AI時代のエンジニアはどう生きるか? シチズン時計が挑む「エンジニア×〇〇」のロールモデル構築

【session8】「コードを書くだけのエンジニア」で終わらない!事業成長を牽引する次の一手

KPIツリーとEC送客施策——「施策立案から効果検証まで一気通貫」で掴んだグロースの感覚

 グロース施策の入口として黒川氏が取り組んだのは、プロダクトマネージャーのサポートを受けながらKPIツリーを自分なりに作ってみることだった。ビジネス目標として設定された「月間データ転送数」を起点に、それを上げるためにどんな指標や施策が有効かを考えながら分解していく。慣れないビジネス思考を少しずつ体に馴染ませていく作業だった。

月間データ転送数(ビジネス目標)を起点に、利用回数/ID(KPI-1)・一人当たりの機器所持数(KPI-2)・一人当たりの測定回数へと指標を分解し、達成すべき指標を整理した
月間データ転送数(ビジネス目標)を起点に、利用回数/ID(KPI-1)・一人当たりの機器所持数(KPI-2)・一人当たりの測定回数へと指標を分解し、達成すべき指標を整理した

 その中で具体的な施策として取り組んだのが「1人当たりの機器所持数向上」だ。既存ユーザーに対して複数機器の購入を促すため、測定後の画面下部に「体重と血圧の関係を詳しく見る」というボタンを設置し、各機器を購入できるECへの流入経路を増やした。効果検証のため、このボタンのクリック数・クリック率・ユニークユーザー数を計測した。

 施策立案から実装、効果検証まで一気通貫で取り組んだことで「データ分析や施策の立案・効果検証に少しずつ感覚がつかめてきた」と黒川氏は話す。

 一方で課題も率直に語った。ビジネス理解の不足が最も大きく、競合・市場動向の把握、ユーザーがなぜ健康機器を買うかという課題認識のあいまいさ、収益と施策価値を繋げる思考——どれも「エンジニア×データ分析」の入口に立ったばかりであることを示している。

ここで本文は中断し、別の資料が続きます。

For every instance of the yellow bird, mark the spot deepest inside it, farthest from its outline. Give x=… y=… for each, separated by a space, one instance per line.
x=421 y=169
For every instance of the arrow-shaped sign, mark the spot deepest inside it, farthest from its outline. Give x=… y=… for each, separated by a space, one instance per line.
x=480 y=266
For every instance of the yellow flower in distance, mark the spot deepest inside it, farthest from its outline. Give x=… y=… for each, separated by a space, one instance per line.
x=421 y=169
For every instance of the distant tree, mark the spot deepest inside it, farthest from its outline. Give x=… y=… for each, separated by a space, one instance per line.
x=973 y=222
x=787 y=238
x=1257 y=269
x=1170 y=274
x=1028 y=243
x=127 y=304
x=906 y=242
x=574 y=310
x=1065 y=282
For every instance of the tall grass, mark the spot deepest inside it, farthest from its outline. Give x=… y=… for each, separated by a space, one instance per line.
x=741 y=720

 また、データ取得の開発をして満足してしまい、データの意味を考える意識が薄いという自省もあった。「施策を立てて検証して振り返るサイクルを回さないと判断できない」という認識で、継続的な取り組みを宣言した。

既存ユーザーへの複数機器所持を促すため、Health Scanアプリ内にwebストアへの流入経路を設置。クリック率・ユニークユーザー数を計測して効果検証中
既存ユーザーへの複数機器所持を促すため、Health Scanアプリ内にwebストアへの流入経路を設置。クリック率・ユニークユーザー数を計測して効果検証中

 法務・知財との協働を経てプライバシーポリシーを改定し、KPIツリーを組み立てECへの送客施策を実装・検証した1年。それはコードの外側に自分たちの価値を見出す試行錯誤そのものだった。

 「エンジニア×○○であれば、エンジニアの枠を超えて、より広い領域で価値を発揮できる」——黒川氏はそう言い切った。AIの活用できる分野は任せて、もっと別の領域での知識を増やしていく。社内に事例がないからこそ、「自分たちがロールモデルになってこの生き方を促進したい」という言葉が、この講演の核心だった。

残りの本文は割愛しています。